During medical school, this was a frequent occurrence. Once qualified, donning the stethoscope made my doctor status apparent. I lost this however as soon as I got married, and with my vows I seemed to bequeath my title to my husband.

The recent BBC video interview with the professor and his wonderful gatecrashing family has gained much media attention. It has given many households a few moments of delight, especially those of us with children - but when people assumed the wife to be the nanny, it highlighted that both gender and racial stereotypes are still commonplace.

As a female doctor of Asian origin, I have experienced gender and racial stereotypes since leaving the protective bubble of my North London grammar school. I was 18 when I was first asked where I was from. Initially I assumed they were asking from which part of London but I soon realized they were referring to the country. My English accent evidently didn't give this away. Another common question is, "What's your real name?" as if my Biblical name could only be a nickname for someone of my complexion.

The issue I find most taxing however is the attitude towards me in my profession. Many female doctors will at some point be able to recall an incident during their training where they have been referred to as 'nurse' by a patient whilst our male counterparts are always doctors.

During medical school, this was a frequent occurrence. Once qualified, donning the stethoscope made my doctor status apparent. I lost this however as soon as I got married, and with my vows I seemed to bequeath my title to my husband.

My honeymoon consisted of several hotel staff constantly referring to my non-medical non-doctorate husband as "Doctor", which he found hilarious. I reassured myself that this was just because we were abroad but this trend continued back home in the UK.

On one particularly vexing occasion I attempted to remove my husband from my private medical insurance scheme. I was curtly told that I couldn't do so despite complaining that I myself had added him to my policy. The idea that the female 'Doctors' Scheme' representative wouldn't consider the female spouse to be a doctor hadn't entered my mind. After all, I had answered my security questions, which included my very gender specific first name at the start of the conversation, but yet, somehow the woman assumed my husband to be the doctor. After a frustrating few minutes I politely asked her to remind herself of the policyholder's name. There was a sudden silence followed by a mortified apology.
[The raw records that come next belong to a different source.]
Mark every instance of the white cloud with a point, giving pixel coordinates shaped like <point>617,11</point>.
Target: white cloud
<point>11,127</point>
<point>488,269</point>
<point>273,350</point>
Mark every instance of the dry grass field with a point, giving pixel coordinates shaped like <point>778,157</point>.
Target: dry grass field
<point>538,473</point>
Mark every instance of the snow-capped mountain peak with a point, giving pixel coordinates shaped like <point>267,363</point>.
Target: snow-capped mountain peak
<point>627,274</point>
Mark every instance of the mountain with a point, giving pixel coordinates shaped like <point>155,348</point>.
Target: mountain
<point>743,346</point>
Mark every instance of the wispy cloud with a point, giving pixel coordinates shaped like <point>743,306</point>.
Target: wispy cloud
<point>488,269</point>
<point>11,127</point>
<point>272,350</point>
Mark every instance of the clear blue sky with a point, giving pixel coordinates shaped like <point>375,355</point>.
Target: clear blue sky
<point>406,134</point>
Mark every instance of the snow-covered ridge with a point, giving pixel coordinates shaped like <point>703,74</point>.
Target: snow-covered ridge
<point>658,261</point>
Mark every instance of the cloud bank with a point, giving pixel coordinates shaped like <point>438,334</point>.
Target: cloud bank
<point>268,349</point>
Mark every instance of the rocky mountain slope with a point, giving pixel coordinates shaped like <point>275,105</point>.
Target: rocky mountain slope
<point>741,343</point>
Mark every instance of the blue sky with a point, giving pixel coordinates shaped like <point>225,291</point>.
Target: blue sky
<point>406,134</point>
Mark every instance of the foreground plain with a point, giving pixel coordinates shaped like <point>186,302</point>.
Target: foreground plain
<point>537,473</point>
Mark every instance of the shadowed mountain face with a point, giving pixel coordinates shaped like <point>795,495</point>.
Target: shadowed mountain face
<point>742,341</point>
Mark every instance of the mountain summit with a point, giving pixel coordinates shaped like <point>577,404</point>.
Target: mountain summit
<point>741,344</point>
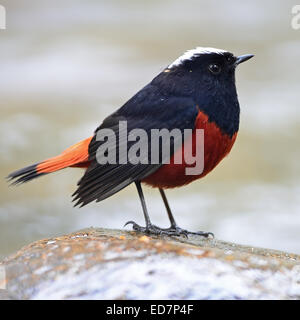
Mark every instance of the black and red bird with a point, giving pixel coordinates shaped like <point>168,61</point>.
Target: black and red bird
<point>196,91</point>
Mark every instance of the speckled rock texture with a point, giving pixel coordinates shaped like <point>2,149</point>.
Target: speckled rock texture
<point>113,264</point>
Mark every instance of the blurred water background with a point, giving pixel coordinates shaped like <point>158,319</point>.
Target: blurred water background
<point>65,65</point>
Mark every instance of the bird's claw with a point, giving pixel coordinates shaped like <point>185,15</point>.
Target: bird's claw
<point>172,231</point>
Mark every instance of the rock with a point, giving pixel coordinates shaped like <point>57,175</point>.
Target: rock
<point>113,264</point>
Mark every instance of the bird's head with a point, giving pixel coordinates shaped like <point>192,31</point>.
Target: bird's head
<point>206,68</point>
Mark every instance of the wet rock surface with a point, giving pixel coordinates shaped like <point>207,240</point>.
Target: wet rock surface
<point>114,264</point>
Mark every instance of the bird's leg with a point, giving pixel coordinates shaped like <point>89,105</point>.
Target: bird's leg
<point>149,228</point>
<point>174,228</point>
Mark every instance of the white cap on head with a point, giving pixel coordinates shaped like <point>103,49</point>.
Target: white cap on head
<point>188,55</point>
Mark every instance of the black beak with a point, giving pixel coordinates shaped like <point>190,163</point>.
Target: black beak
<point>243,58</point>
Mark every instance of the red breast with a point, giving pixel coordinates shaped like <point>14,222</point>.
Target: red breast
<point>216,146</point>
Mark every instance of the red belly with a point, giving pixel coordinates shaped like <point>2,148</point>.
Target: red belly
<point>216,146</point>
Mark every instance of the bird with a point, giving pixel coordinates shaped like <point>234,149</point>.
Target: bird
<point>195,92</point>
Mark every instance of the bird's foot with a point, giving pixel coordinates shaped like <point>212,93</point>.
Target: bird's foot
<point>187,233</point>
<point>172,231</point>
<point>151,229</point>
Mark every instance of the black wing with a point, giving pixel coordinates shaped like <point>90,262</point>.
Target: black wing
<point>148,109</point>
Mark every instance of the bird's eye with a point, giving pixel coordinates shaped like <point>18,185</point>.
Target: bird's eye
<point>214,68</point>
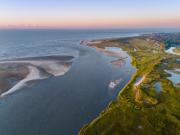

These frustrated stereotypes affected a recent kitchen order at a well-loved department store. My details couldn't be found on their system. They could see someone with my name and address but the title didn't match so of course it couldn't be me. They assumed the doctor was my 85-year-old father standing next to me. Eventually the issue was resolved and once again I did get a sincere apology.

I have come to expect these incidents, perhaps incorrectly, but they occur so frequently that they have become the norm. I have always assumed that it's my female status that confuses people rather than my ethnicity. Once again, I continue to demonstrate my naivety. I do reassure myself however that I only lost the title of Doctor on my honeymoon. My friend lost hers on her wedding day when the blushing bride and her non-medical non-doctorate husband were announced by the DJ as 'Dr and Mrs'.

It is now almost 90 years since women over 21 were allowed to vote, and two years after when children of the 1980's had expected to be using hover-boards and flying cars routinely. Yet it has taken an interview on Korean politics gone wrong to give credence to the race and gender biases in our society once again - reminding us that even the best of us, even if only on a subconscious level still harbour outdated views.

Misogynistic attitudes did nothing to prevent the ascent to the White House. We may well have a female prime minister, but during the last general election, my local party candidate knocked on my door complete with an ethnic minority representative in tow for me to 'relate' to. A cheap trick to get my vote, which they lost any chance of after commenting that within my ethnic community the wife would vote for whomever the husband votes. Shocking. Their only smidgen of a saving grace was that they knocked. The other major party candidate skips our house every election. I am not sure why?

In the meantime my exasperation at being asked: "Will I see the doctor next?" will likely continue. As will my infuriation when trying to get rid of telemarketers on the phone. Trying to be clever, I always tell them "Dr Ahmed isn't in" when they ask for me, to which they always respond, "So when will your husband be back?" Ironically they never assume I'm the nanny.